A series of posters featuring fashion trends in a satirical style. People are so quick to run around in circles chasing after the latest fads, but fashion does NOT always have our best interest in mind (most certainly not high heels)! And some fashion trends are just well… ridiculous. I love fashion, but don’t take it seriously. Sometimes it’s fun just to laugh at the silly trends that come in and go out of style… and then come back in style only to go back out of style just as quickly as they came in. (A spin off of my Real Girl’s Guide to Fashion Trends brochure in the form of a series of posters.)

Satirical Fashion Trends

It’s funny how years ago people would do ANYTHING to avoid having to wear glasses. My dad has terrible eyesight and as a kid often opted to navigate school half blind instead of wearing his glasses. Now people who don’t even need to wear glasses wear them as an accessory. Geek chic. (Not to be confused with hipsters, who, according to Urban Dictionary, are more into philosophy and poetry, while geek chic people are into comics.)

Satirical Fashion Trends

Ugly sweaters were first popular in the mid-1980s. Bill Cosby pioneered this trend, often wearing oversized sweaters with questionable colors and patterns on The Bill Cosby Show. The trend, however, died out as the 1990s began. According to the Ugly Christmas Sweater Party Book: The Definitive Guide to Getting Your Ugly On, the ugly sweater experienced a surge in popularity due to a 2001 party trend from Vancouver, Canada. Now, ugly sweaters are a holiday tradition in pop culture. Late night talk show host Jimmy Fallon has created a segment, “The 12 Days of Christmas Sweaters.” Companies like AOL, Dunkin’ Donuts, and Crunch gyms have jumped on the bandwagon and are even throwing their own ugly sweater-themed parties. How long this trend will last? I don’t know. But what I DO know is how undeniably comfortable a thick oversized sweater is on a chilly winter day… ugly or not. 😉

Satirical Fashion Trends

In 1533, Catherine de Medici, the petite wife of the Duke of Orleans, commissioned a cobbler to design her a pair of heels, both for fashion and height. Mary Tudor, another short monarch, wore high heels for the same reason and from then on, the Pandora’s Box of high heels was opened.

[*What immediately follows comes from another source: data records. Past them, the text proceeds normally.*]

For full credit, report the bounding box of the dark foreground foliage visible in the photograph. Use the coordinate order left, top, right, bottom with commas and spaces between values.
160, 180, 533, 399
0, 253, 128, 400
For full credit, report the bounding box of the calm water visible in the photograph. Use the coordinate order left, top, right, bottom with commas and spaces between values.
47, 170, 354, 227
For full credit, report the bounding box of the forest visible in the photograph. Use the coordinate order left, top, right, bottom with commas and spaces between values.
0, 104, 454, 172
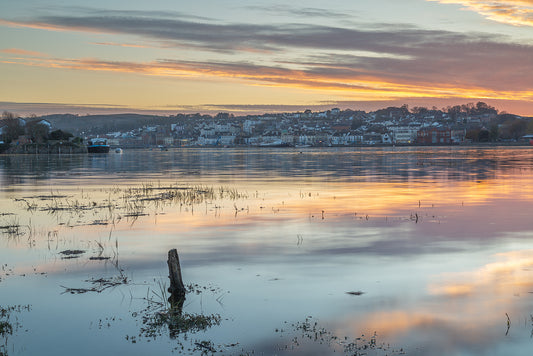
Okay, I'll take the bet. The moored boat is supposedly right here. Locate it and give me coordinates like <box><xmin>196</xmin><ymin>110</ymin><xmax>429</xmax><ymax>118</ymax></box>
<box><xmin>87</xmin><ymin>138</ymin><xmax>109</xmax><ymax>153</ymax></box>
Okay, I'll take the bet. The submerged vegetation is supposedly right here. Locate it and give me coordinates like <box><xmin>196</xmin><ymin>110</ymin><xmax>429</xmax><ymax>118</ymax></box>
<box><xmin>0</xmin><ymin>305</ymin><xmax>30</xmax><ymax>356</ymax></box>
<box><xmin>9</xmin><ymin>183</ymin><xmax>247</xmax><ymax>229</ymax></box>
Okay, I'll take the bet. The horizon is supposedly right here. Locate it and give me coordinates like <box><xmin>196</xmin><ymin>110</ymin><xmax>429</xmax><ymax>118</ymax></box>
<box><xmin>0</xmin><ymin>0</ymin><xmax>533</xmax><ymax>116</ymax></box>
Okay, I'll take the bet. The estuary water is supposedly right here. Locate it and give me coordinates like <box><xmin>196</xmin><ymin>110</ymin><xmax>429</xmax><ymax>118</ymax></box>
<box><xmin>0</xmin><ymin>147</ymin><xmax>533</xmax><ymax>355</ymax></box>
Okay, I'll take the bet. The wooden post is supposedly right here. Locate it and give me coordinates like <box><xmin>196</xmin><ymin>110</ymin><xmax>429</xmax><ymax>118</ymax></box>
<box><xmin>167</xmin><ymin>248</ymin><xmax>187</xmax><ymax>305</ymax></box>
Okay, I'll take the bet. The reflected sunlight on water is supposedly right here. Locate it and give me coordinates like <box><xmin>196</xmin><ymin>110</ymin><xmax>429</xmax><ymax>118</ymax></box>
<box><xmin>0</xmin><ymin>148</ymin><xmax>533</xmax><ymax>355</ymax></box>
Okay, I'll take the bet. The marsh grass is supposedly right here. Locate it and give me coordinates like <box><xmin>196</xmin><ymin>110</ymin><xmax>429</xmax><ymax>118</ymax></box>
<box><xmin>0</xmin><ymin>305</ymin><xmax>30</xmax><ymax>356</ymax></box>
<box><xmin>275</xmin><ymin>316</ymin><xmax>405</xmax><ymax>356</ymax></box>
<box><xmin>14</xmin><ymin>183</ymin><xmax>248</xmax><ymax>229</ymax></box>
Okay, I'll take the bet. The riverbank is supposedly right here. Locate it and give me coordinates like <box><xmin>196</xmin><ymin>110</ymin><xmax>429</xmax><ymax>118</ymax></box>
<box><xmin>0</xmin><ymin>142</ymin><xmax>87</xmax><ymax>154</ymax></box>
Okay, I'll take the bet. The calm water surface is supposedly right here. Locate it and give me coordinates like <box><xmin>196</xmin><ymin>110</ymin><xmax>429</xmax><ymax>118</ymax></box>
<box><xmin>0</xmin><ymin>148</ymin><xmax>533</xmax><ymax>355</ymax></box>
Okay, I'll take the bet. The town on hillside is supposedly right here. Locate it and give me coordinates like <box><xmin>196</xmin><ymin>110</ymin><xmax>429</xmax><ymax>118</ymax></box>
<box><xmin>0</xmin><ymin>102</ymin><xmax>533</xmax><ymax>152</ymax></box>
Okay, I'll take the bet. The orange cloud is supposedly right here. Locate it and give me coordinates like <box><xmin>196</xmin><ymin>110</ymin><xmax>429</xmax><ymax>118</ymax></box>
<box><xmin>429</xmin><ymin>0</ymin><xmax>533</xmax><ymax>26</ymax></box>
<box><xmin>4</xmin><ymin>58</ymin><xmax>533</xmax><ymax>100</ymax></box>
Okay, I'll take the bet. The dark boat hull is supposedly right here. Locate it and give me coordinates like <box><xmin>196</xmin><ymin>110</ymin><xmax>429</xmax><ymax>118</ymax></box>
<box><xmin>87</xmin><ymin>145</ymin><xmax>109</xmax><ymax>153</ymax></box>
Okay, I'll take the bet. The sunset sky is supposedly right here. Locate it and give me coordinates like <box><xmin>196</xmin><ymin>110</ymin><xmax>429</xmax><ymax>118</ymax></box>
<box><xmin>0</xmin><ymin>0</ymin><xmax>533</xmax><ymax>115</ymax></box>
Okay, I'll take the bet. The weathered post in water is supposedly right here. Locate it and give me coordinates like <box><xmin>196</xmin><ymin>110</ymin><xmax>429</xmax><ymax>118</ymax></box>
<box><xmin>167</xmin><ymin>248</ymin><xmax>187</xmax><ymax>309</ymax></box>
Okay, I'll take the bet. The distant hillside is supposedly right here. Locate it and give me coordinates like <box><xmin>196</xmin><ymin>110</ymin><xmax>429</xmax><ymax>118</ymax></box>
<box><xmin>40</xmin><ymin>114</ymin><xmax>173</xmax><ymax>135</ymax></box>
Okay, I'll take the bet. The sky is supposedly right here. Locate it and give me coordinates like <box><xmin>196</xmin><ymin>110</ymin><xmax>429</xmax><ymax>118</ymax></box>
<box><xmin>0</xmin><ymin>0</ymin><xmax>533</xmax><ymax>116</ymax></box>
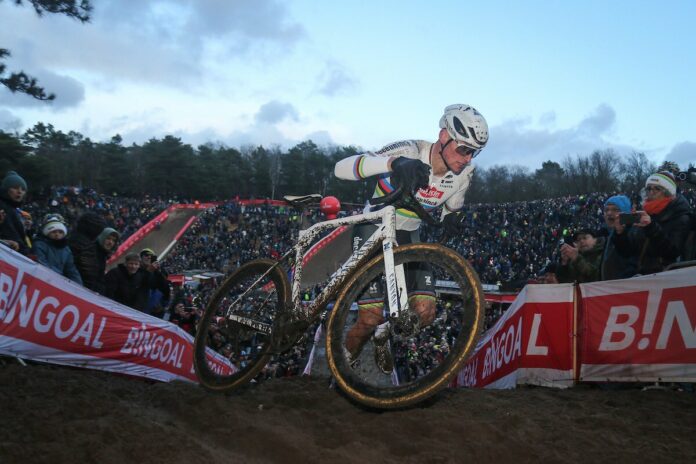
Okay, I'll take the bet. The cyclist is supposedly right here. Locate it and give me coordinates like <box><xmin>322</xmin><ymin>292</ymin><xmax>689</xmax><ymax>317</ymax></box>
<box><xmin>335</xmin><ymin>104</ymin><xmax>488</xmax><ymax>373</ymax></box>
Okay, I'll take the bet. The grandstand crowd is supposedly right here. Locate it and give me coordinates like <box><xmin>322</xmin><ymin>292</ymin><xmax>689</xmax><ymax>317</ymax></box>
<box><xmin>0</xmin><ymin>168</ymin><xmax>696</xmax><ymax>377</ymax></box>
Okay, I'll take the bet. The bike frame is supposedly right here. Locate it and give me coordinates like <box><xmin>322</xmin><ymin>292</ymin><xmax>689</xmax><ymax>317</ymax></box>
<box><xmin>280</xmin><ymin>205</ymin><xmax>408</xmax><ymax>320</ymax></box>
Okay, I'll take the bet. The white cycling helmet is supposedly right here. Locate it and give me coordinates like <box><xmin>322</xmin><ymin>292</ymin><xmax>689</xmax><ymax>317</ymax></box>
<box><xmin>440</xmin><ymin>104</ymin><xmax>488</xmax><ymax>150</ymax></box>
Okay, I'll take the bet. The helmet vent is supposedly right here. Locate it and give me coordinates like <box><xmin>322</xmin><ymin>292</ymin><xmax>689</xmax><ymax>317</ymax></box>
<box><xmin>452</xmin><ymin>116</ymin><xmax>469</xmax><ymax>139</ymax></box>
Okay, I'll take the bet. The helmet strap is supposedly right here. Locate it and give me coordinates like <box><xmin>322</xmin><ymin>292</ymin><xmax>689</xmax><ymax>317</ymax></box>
<box><xmin>439</xmin><ymin>138</ymin><xmax>454</xmax><ymax>172</ymax></box>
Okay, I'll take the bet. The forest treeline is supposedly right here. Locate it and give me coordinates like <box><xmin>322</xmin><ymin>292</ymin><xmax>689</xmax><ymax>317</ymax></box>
<box><xmin>0</xmin><ymin>123</ymin><xmax>656</xmax><ymax>203</ymax></box>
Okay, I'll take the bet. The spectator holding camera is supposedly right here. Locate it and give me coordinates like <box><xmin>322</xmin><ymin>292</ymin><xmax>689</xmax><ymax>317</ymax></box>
<box><xmin>104</xmin><ymin>253</ymin><xmax>152</xmax><ymax>312</ymax></box>
<box><xmin>612</xmin><ymin>171</ymin><xmax>691</xmax><ymax>274</ymax></box>
<box><xmin>599</xmin><ymin>195</ymin><xmax>638</xmax><ymax>280</ymax></box>
<box><xmin>169</xmin><ymin>301</ymin><xmax>198</xmax><ymax>335</ymax></box>
<box><xmin>556</xmin><ymin>229</ymin><xmax>604</xmax><ymax>283</ymax></box>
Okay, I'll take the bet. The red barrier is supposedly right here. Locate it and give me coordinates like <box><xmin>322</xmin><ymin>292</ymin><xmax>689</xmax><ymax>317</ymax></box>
<box><xmin>455</xmin><ymin>267</ymin><xmax>696</xmax><ymax>388</ymax></box>
<box><xmin>0</xmin><ymin>247</ymin><xmax>236</xmax><ymax>381</ymax></box>
<box><xmin>580</xmin><ymin>268</ymin><xmax>696</xmax><ymax>382</ymax></box>
<box><xmin>107</xmin><ymin>206</ymin><xmax>173</xmax><ymax>264</ymax></box>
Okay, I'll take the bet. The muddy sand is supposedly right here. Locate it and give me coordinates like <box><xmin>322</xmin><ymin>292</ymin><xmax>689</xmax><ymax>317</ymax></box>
<box><xmin>0</xmin><ymin>361</ymin><xmax>696</xmax><ymax>464</ymax></box>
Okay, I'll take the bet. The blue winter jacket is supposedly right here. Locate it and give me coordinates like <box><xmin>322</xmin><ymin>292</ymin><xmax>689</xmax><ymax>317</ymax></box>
<box><xmin>34</xmin><ymin>235</ymin><xmax>82</xmax><ymax>285</ymax></box>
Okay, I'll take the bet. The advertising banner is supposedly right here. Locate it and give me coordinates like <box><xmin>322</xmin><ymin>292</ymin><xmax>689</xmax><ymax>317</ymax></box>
<box><xmin>580</xmin><ymin>267</ymin><xmax>696</xmax><ymax>382</ymax></box>
<box><xmin>455</xmin><ymin>284</ymin><xmax>574</xmax><ymax>388</ymax></box>
<box><xmin>0</xmin><ymin>247</ymin><xmax>235</xmax><ymax>382</ymax></box>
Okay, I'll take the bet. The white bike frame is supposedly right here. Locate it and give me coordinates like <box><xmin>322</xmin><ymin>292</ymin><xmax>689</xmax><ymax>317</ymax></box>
<box><xmin>281</xmin><ymin>205</ymin><xmax>408</xmax><ymax>319</ymax></box>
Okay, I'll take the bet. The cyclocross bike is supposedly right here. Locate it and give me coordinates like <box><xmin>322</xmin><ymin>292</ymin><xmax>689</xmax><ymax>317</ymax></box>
<box><xmin>194</xmin><ymin>189</ymin><xmax>484</xmax><ymax>409</ymax></box>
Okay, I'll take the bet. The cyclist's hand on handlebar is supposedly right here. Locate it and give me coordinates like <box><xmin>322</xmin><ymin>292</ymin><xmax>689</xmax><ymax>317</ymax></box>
<box><xmin>442</xmin><ymin>213</ymin><xmax>464</xmax><ymax>237</ymax></box>
<box><xmin>391</xmin><ymin>157</ymin><xmax>430</xmax><ymax>192</ymax></box>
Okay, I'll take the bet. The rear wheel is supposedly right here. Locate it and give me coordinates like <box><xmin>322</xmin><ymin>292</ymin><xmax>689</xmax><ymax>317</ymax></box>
<box><xmin>326</xmin><ymin>243</ymin><xmax>484</xmax><ymax>409</ymax></box>
<box><xmin>193</xmin><ymin>259</ymin><xmax>289</xmax><ymax>391</ymax></box>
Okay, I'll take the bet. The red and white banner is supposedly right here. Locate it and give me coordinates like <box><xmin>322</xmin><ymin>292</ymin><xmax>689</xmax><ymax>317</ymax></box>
<box><xmin>579</xmin><ymin>267</ymin><xmax>696</xmax><ymax>382</ymax></box>
<box><xmin>0</xmin><ymin>246</ymin><xmax>235</xmax><ymax>382</ymax></box>
<box><xmin>455</xmin><ymin>284</ymin><xmax>574</xmax><ymax>388</ymax></box>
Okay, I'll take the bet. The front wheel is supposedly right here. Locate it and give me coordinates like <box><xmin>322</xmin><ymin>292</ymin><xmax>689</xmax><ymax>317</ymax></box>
<box><xmin>326</xmin><ymin>243</ymin><xmax>484</xmax><ymax>409</ymax></box>
<box><xmin>193</xmin><ymin>259</ymin><xmax>289</xmax><ymax>391</ymax></box>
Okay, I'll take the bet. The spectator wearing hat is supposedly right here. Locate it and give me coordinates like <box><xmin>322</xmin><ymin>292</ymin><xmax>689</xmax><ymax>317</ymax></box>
<box><xmin>612</xmin><ymin>171</ymin><xmax>691</xmax><ymax>274</ymax></box>
<box><xmin>556</xmin><ymin>229</ymin><xmax>604</xmax><ymax>283</ymax></box>
<box><xmin>68</xmin><ymin>211</ymin><xmax>106</xmax><ymax>294</ymax></box>
<box><xmin>34</xmin><ymin>214</ymin><xmax>82</xmax><ymax>285</ymax></box>
<box><xmin>104</xmin><ymin>253</ymin><xmax>157</xmax><ymax>312</ymax></box>
<box><xmin>599</xmin><ymin>195</ymin><xmax>638</xmax><ymax>280</ymax></box>
<box><xmin>537</xmin><ymin>263</ymin><xmax>558</xmax><ymax>284</ymax></box>
<box><xmin>0</xmin><ymin>171</ymin><xmax>31</xmax><ymax>256</ymax></box>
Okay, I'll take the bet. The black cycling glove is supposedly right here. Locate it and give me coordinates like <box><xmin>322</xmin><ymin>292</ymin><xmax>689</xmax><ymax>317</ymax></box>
<box><xmin>391</xmin><ymin>156</ymin><xmax>430</xmax><ymax>192</ymax></box>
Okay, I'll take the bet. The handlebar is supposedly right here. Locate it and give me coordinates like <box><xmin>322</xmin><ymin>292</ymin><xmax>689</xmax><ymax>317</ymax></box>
<box><xmin>370</xmin><ymin>187</ymin><xmax>442</xmax><ymax>227</ymax></box>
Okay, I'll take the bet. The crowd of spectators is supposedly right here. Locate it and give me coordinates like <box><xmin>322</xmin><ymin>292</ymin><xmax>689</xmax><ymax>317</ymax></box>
<box><xmin>0</xmin><ymin>169</ymin><xmax>696</xmax><ymax>382</ymax></box>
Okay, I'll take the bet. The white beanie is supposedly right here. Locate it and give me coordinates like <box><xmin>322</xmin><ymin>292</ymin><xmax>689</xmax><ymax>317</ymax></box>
<box><xmin>645</xmin><ymin>171</ymin><xmax>677</xmax><ymax>196</ymax></box>
<box><xmin>41</xmin><ymin>221</ymin><xmax>68</xmax><ymax>237</ymax></box>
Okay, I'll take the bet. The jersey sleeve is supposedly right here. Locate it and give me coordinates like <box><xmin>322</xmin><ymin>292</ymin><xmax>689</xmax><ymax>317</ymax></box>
<box><xmin>334</xmin><ymin>152</ymin><xmax>389</xmax><ymax>180</ymax></box>
<box><xmin>440</xmin><ymin>165</ymin><xmax>475</xmax><ymax>220</ymax></box>
<box><xmin>334</xmin><ymin>140</ymin><xmax>418</xmax><ymax>180</ymax></box>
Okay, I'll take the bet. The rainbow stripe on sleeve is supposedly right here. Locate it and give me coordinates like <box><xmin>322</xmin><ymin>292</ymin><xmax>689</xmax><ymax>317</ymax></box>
<box><xmin>353</xmin><ymin>155</ymin><xmax>365</xmax><ymax>179</ymax></box>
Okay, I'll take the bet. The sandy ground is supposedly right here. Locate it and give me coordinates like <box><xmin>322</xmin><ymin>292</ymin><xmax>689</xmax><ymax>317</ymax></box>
<box><xmin>0</xmin><ymin>361</ymin><xmax>696</xmax><ymax>464</ymax></box>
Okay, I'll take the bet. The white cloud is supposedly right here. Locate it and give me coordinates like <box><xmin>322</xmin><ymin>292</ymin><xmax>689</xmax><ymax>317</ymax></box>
<box><xmin>476</xmin><ymin>104</ymin><xmax>641</xmax><ymax>169</ymax></box>
<box><xmin>318</xmin><ymin>60</ymin><xmax>358</xmax><ymax>97</ymax></box>
<box><xmin>0</xmin><ymin>69</ymin><xmax>85</xmax><ymax>110</ymax></box>
<box><xmin>665</xmin><ymin>142</ymin><xmax>696</xmax><ymax>169</ymax></box>
<box><xmin>0</xmin><ymin>0</ymin><xmax>306</xmax><ymax>89</ymax></box>
<box><xmin>0</xmin><ymin>108</ymin><xmax>22</xmax><ymax>132</ymax></box>
<box><xmin>254</xmin><ymin>100</ymin><xmax>299</xmax><ymax>124</ymax></box>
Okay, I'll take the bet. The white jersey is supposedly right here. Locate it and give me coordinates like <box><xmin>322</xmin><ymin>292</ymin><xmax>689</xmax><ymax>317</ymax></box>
<box><xmin>334</xmin><ymin>140</ymin><xmax>474</xmax><ymax>230</ymax></box>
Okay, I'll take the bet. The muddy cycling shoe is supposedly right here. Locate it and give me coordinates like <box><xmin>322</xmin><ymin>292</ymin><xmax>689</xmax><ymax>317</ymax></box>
<box><xmin>343</xmin><ymin>346</ymin><xmax>360</xmax><ymax>369</ymax></box>
<box><xmin>372</xmin><ymin>331</ymin><xmax>394</xmax><ymax>374</ymax></box>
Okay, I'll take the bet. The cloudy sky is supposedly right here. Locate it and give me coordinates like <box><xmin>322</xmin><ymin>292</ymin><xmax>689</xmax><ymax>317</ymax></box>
<box><xmin>0</xmin><ymin>0</ymin><xmax>696</xmax><ymax>169</ymax></box>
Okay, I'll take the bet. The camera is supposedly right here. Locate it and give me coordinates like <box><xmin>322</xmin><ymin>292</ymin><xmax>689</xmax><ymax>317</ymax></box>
<box><xmin>675</xmin><ymin>168</ymin><xmax>696</xmax><ymax>185</ymax></box>
<box><xmin>619</xmin><ymin>213</ymin><xmax>640</xmax><ymax>226</ymax></box>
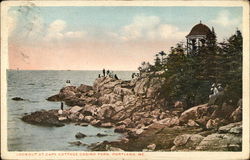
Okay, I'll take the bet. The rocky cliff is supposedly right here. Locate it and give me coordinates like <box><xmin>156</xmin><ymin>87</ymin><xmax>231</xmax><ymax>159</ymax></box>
<box><xmin>22</xmin><ymin>73</ymin><xmax>242</xmax><ymax>151</ymax></box>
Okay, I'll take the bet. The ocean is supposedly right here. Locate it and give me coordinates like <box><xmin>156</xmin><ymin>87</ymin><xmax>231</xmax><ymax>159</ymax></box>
<box><xmin>7</xmin><ymin>70</ymin><xmax>133</xmax><ymax>151</ymax></box>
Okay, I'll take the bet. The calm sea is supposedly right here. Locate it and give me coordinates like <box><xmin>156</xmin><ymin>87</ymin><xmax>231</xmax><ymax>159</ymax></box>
<box><xmin>7</xmin><ymin>70</ymin><xmax>135</xmax><ymax>151</ymax></box>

Louis XIV became known for wearing his “Louis heels” which were decorated with miniature battle scenes and often over four inches tall. Heels continued to be associated with aristocratic society. During the French revolution, Napoleon banished high heels in an attempt to demonstrate equality.

High heels re-emerged during the Victorian age but then died away again during the two World Wars and the Great Depression only to emerge yet again in the 1950s. French shoe designer, Roger Vivier, is credited with the design of the first stiletto, utilizing a thin rod of steel for strength. Vivier collaborated with fashion designer Christian Dior to create a series of high heels that oozed with sex appeal, opulence, and status for celebrities such as Ava Gardner, Audrey Hepburn, and Queen Elizabeth II. In the 1960s and ’70s, Charles Jourdan designed extravagant stilettos that were indulged by Imelda Marcos.

Somehow high heels are still a staple in every stylish women’s closet, but it seems like they are merely a torture device for calves, ankles, and the bane of every chiropractor’s existence.